Performance in SAS is mainly about reducing IO (ie. reading/writing to the disk).

Without additional details it's difficult to help but some additional things you can consider are:

  • limit the columns you are processing by using a keep statement (reduces IO)
  • if the steps performing the joins are IO intensive, consider using views rather than creating temporary tables
  • if the joins are still time consuming, consider replacing them with hash table lookups
  • make sure you are using proc append to append the 2 datasets together to reduce the IO. Append the smaller dataset to the larger dataset.
  • consider not sorting the final dataset but placing an index on it for consumers of the data.
  • ensure you are using some type of dataset compression, or ensure your column widths are set appropriately for all columns (ie. you don't have a width of 200 on a field that uses a width of 8)
  • reduce the number of rows as early in the process as possible (you are already doing this, just listing it here for completeness)

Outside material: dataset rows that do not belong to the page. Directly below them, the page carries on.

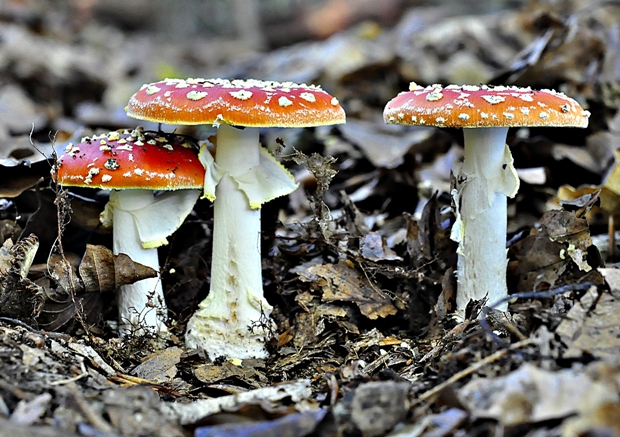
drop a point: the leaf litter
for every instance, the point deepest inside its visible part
(359, 265)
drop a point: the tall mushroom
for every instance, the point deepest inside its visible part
(134, 164)
(487, 174)
(233, 320)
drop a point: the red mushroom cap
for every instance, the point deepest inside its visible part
(249, 103)
(131, 159)
(471, 106)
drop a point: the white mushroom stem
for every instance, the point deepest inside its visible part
(141, 305)
(486, 177)
(233, 321)
(141, 223)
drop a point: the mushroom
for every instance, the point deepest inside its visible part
(233, 320)
(133, 164)
(487, 175)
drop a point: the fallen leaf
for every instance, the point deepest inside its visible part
(340, 282)
(530, 395)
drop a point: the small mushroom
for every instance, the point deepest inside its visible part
(487, 175)
(233, 320)
(134, 164)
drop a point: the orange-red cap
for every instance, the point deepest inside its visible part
(249, 103)
(131, 159)
(470, 106)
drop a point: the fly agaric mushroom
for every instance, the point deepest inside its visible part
(487, 174)
(233, 320)
(134, 164)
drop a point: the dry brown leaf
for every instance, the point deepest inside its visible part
(591, 325)
(161, 367)
(340, 282)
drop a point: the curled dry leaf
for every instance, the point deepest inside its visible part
(103, 271)
(344, 283)
(20, 298)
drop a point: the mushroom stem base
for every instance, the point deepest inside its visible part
(487, 177)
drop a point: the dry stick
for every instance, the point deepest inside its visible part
(471, 369)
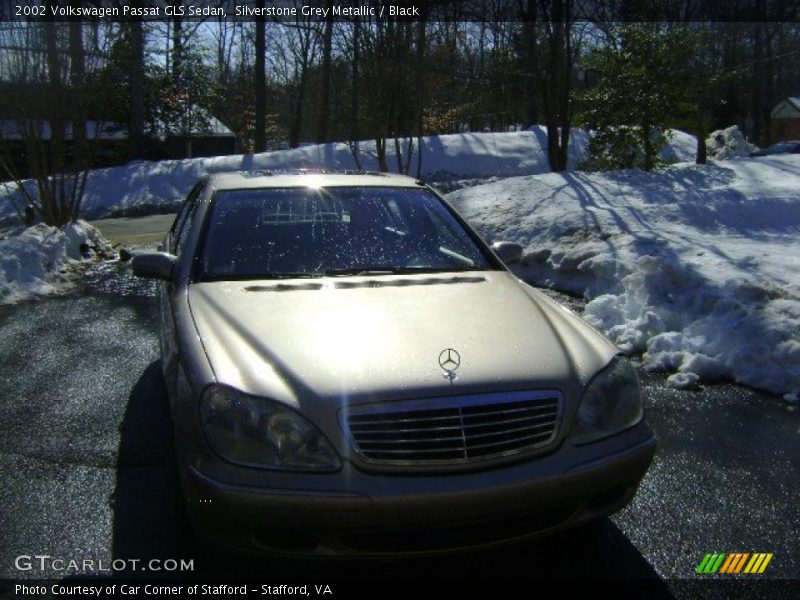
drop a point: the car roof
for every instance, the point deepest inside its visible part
(308, 178)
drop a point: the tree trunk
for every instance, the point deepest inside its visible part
(420, 96)
(325, 83)
(702, 153)
(136, 82)
(260, 137)
(380, 151)
(355, 99)
(81, 161)
(51, 184)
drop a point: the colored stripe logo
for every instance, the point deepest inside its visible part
(731, 563)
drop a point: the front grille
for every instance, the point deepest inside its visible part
(454, 431)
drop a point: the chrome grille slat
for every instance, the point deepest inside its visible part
(508, 431)
(454, 431)
(407, 430)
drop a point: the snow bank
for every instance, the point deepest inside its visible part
(698, 268)
(38, 259)
(728, 143)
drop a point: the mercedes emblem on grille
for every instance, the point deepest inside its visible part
(449, 360)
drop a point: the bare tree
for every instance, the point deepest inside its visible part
(260, 83)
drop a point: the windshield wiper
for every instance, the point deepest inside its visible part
(360, 271)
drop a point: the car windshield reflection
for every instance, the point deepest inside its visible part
(302, 232)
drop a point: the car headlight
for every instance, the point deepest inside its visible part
(611, 403)
(257, 432)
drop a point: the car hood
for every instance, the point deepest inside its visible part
(382, 336)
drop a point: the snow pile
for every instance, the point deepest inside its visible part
(144, 188)
(728, 143)
(696, 267)
(38, 259)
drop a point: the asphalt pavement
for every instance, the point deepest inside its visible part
(87, 465)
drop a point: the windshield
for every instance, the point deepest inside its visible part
(307, 232)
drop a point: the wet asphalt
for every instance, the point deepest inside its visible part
(87, 465)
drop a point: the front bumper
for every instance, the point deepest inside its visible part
(353, 513)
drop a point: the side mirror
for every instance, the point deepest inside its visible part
(155, 265)
(509, 252)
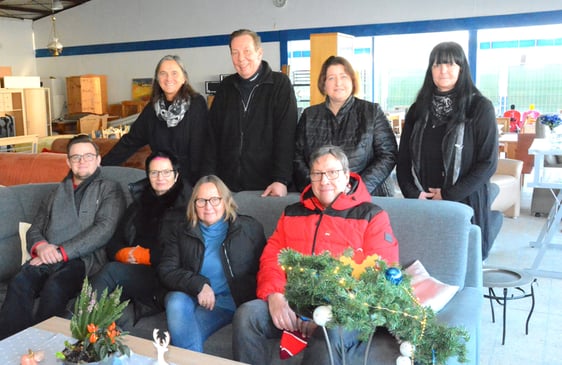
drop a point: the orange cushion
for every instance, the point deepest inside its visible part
(26, 168)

Adjusting the order of left-joins and appends probably won't make as much difference as doing the above.

0
votes

As per your comments it seems that
1. There are 7 input source tables
2. Join these 7 source tables to 1 table
3. Append the results

In SAS DI studio, use a Lookup to perform the above much faster
1. Connect the 7 Input tables to a Lookup Transform (lets call them SRC 1-7) 2. The table with 5000 records is the tables on which lookup is performed on keys A and B (lets call this LKUP-1) 3. Take the relevant columns from LKUP-1 to propagate into the TARGET tables.

This will be much faster and you don't have to perform JOINs in this case as I suspect you are doing a Many-Many join which is degrading the performance in SAS DIS.